Former President Jimmy Carter said Sunday during a church service in Plains, Georgia, that he “was absolutely and completely at ease with death” after doctors informed him in 2015 that his cancer had spread to his brain.
“I assumed, naturally, that I was going to die very quickly,” the 39th president said while delivering a church sermon. “I obviously prayed about it. I didn’t ask God to let me live, but I asked God to give me a proper attitude toward death. And I found that I was absolutely and completely at ease with death.”
“It didn’t really matter to me whether I died or lived,” Carter added. “Except I was going to miss my family, and miss the work at the Carter Center and miss teaching your Sunday school service sometimes and so forth. All those delightful things.”

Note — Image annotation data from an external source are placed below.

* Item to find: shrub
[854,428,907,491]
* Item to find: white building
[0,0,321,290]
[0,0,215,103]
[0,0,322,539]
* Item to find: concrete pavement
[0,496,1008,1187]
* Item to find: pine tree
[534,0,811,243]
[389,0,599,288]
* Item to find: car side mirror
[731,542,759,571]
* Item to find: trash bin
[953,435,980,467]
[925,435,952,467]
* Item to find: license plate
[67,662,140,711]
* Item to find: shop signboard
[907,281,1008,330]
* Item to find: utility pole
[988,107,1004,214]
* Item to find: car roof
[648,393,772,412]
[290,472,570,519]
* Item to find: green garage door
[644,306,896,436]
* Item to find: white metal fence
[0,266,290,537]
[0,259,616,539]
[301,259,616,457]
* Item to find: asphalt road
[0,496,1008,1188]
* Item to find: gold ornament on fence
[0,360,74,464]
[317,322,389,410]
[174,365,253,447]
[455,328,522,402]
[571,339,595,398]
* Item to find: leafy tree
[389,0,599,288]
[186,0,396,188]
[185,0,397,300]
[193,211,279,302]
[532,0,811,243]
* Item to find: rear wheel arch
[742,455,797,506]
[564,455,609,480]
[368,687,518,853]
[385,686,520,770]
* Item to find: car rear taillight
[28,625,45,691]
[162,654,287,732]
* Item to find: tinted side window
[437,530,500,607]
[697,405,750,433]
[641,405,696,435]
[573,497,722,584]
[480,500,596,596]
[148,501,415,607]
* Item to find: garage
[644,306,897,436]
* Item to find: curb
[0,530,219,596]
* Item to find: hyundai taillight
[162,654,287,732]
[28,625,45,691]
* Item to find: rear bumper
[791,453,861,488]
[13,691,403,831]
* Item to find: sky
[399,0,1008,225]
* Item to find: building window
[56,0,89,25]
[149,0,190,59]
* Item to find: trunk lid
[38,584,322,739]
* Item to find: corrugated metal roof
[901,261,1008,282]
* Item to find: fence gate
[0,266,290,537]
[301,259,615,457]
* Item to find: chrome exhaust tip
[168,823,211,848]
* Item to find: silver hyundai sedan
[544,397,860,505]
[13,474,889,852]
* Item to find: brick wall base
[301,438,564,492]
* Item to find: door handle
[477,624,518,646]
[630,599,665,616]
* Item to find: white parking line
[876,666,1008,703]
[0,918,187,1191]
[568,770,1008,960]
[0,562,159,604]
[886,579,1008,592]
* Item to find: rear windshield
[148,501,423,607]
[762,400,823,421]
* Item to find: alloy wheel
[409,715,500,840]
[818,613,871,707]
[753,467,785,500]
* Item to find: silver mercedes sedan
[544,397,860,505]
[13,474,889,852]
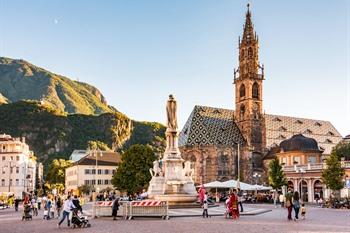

Last month, Carter experienced a fall in his Georgia home and was hospitalized. Carter, who is the oldest living former president in U.S. history, fractured his pelvis but was treated and released by the hospital shortly after.
In September, Carter strongly criticized President Donald Trump, saying it would be a “disaster” if he were to get reelected in 2020.
“It would be a disaster to have four more years of Trump,” Carter said at the time. “I voted for Bernie the last time. But one of the major factors I have in my mind is who can beat Trump.”
Carter’s wife, Rosalynn, also shared her thoughts on President Trump at that time and said, “I think we need a new president.”
“I am so disturbed about white power. He says he is not a racist and maybe he is not,” she added of Trump. “But some of the things he says encourages racism.”